Individuals from three cohorts, DCS, GoDARTS and ANDIS were included. In a subset, molecular characterization was performed of which characteristics are shown in Table S1. The characteristics across the cohorts were comparable (Table S1). Male subjects were more abundant in the cohorts (>55%), and the average age ranged from 61–67 years with a BMI of 30–32 kg/m 2. Glycated haemoglobin (HbA1c) levels were on average lowest in DCS (median 47.08 mmol/mol), followed by GoDARTS (55.54 mmol/mol) and ANDIS (60.06 mmol/mol). The time from diagnosis to sampling time ranged from 0 to 2.63 years. Three phenotypic models were explored in the included cohorts which showed concordance with BMI, use of glucose-lowering drugs being risk factors and age, HDL and C-peptide being protective (Table S2).
Out of the 19 small metabolites examined, five were associated with disease progression with nominal significance in the base model (age, sex, BMI adjusted, P< 0.05) in the meta-analysis of three cohorts (Fig. 1). These were homocitrulline (Hcit), aminoadipic acid (AADA), isoleucine (Ile), glycocholic acid (GCA), taurocholic acid (TCA). Out of the five, the association of two remained significant after multiple testing adjustment, including aminoadipic acid (AADA, HR = 1.11, 95% CI = 1.01–1.22, p FDR = 0.03) and homocitrulline (Hcit, HR = 1.12, 95% CI = 1.00–1.25, p FDR = 0.04, Fig. 1, Table S3). Of note, for AADA higher levels were observed at baseline for incident insulin users versus non-insulin users, but not for homocitrulline (Supplementary Fig. 2).
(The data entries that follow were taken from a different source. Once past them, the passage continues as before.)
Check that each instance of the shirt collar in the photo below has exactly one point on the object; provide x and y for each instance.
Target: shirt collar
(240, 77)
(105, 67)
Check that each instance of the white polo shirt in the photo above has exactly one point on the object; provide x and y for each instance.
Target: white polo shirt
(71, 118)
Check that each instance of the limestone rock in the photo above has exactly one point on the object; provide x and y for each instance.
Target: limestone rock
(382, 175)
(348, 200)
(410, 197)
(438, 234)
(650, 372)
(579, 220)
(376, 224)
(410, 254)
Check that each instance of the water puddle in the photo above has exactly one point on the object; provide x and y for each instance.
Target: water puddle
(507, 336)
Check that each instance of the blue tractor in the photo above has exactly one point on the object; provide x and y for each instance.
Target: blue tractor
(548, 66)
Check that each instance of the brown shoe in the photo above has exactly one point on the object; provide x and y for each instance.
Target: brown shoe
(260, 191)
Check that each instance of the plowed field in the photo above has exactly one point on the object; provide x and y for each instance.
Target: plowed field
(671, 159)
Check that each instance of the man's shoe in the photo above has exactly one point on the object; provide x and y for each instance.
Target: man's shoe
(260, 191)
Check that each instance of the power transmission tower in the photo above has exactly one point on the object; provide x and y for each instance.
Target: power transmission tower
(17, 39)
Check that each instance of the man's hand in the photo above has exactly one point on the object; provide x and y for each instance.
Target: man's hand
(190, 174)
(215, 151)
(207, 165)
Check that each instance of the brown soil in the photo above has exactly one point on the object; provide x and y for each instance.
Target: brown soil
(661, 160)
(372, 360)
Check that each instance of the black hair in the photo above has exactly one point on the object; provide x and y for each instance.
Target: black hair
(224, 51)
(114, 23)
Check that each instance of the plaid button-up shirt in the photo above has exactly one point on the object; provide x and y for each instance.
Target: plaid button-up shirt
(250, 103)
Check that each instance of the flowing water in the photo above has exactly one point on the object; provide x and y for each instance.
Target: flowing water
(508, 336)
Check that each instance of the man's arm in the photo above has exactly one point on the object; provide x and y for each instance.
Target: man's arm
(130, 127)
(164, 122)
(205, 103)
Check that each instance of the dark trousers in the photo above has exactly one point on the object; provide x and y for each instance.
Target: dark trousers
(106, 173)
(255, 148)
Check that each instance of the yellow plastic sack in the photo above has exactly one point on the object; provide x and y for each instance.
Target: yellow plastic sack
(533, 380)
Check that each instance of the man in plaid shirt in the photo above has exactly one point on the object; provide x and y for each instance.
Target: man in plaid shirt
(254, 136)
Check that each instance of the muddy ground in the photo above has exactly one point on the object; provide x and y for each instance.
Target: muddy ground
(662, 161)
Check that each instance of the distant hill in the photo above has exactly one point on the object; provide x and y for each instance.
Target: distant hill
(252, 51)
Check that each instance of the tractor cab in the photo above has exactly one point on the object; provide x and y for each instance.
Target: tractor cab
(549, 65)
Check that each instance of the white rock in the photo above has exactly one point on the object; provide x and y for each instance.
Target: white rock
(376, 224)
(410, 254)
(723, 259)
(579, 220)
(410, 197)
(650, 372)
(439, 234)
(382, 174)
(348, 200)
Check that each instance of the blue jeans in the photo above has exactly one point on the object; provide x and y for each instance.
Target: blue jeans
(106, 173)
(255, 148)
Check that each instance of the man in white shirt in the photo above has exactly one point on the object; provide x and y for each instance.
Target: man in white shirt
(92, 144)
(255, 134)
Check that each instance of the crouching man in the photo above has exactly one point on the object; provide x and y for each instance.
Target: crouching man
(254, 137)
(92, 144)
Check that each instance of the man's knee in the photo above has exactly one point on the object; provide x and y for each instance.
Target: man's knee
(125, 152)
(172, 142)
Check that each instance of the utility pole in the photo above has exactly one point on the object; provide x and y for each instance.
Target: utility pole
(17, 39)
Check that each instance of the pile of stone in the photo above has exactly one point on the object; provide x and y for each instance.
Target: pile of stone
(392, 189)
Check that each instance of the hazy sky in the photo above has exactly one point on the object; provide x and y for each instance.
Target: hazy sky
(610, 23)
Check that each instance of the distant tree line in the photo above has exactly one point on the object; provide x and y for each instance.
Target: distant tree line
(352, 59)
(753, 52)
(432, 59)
Furthermore, homocitrulline showed a modest interaction with BMI (P = 0.03) which could, to some extent, mask the differences in levels at baseline. For AADA, however, an interaction with C-peptide was observed (P = 0.01). Both metabolites showed associations in the same direction in the replication cohorts, but non-significant with attenuated effect sizes (AADA, HR = 1.03, 95% CI = 0.96–1.11; Hcit HR = 1.03, 95% CI = 0.88–1.21). In external validation cohorts, Hcit showed a trend as a risk factor for incident diabetes (HR = 1.05, 95% CI = 0.74–1.48) in MDC. Based on a logistic model in DESIR, Hcit was a risk factor for prevalent diabetes (OR = 1.32, 95% CI = 1.05–1.66), but not incident diabetes (HR = 0.97, 95% CI = 0.73–1.30). AADA has previously been associated with a higher risk of incident type 2 diabetes in Wang et al. (OR = 1.60, 95% CI = 1.19–2.16). Finally, the most consistent risk factor for time to insulin was isoleucine level, which was nominally significant in the discovery cohort (HR = 1.09, 95% CI = 0.96–1.25), a risk factor for incident diabetes in MDC (HR = 1.48, 95% CI = 1.26–1.74) and DESIR (OR = 23.88, 95% CI = 3.13–182.31) as well as prevalent diabetes (OR = 10.94, 95% CI = 3.94,30.32). In addition, isoleucine levels showed a modest interaction with BMI (P = 0.02). Finally, GCA and TCA were modest risk factors for time to insulin requirement, with hazard ratios of 1.09 (95% CI = 0.91–1.31) and 1.06 (95% CI 0.99–1.15), respectively. In the replication set both TCA and GCA were in the same direction, but no longer significant with hazard ratios of 1.09 (95% CI = 0.91–1.31) and 1.04 (95% CI = 0.94,1.12).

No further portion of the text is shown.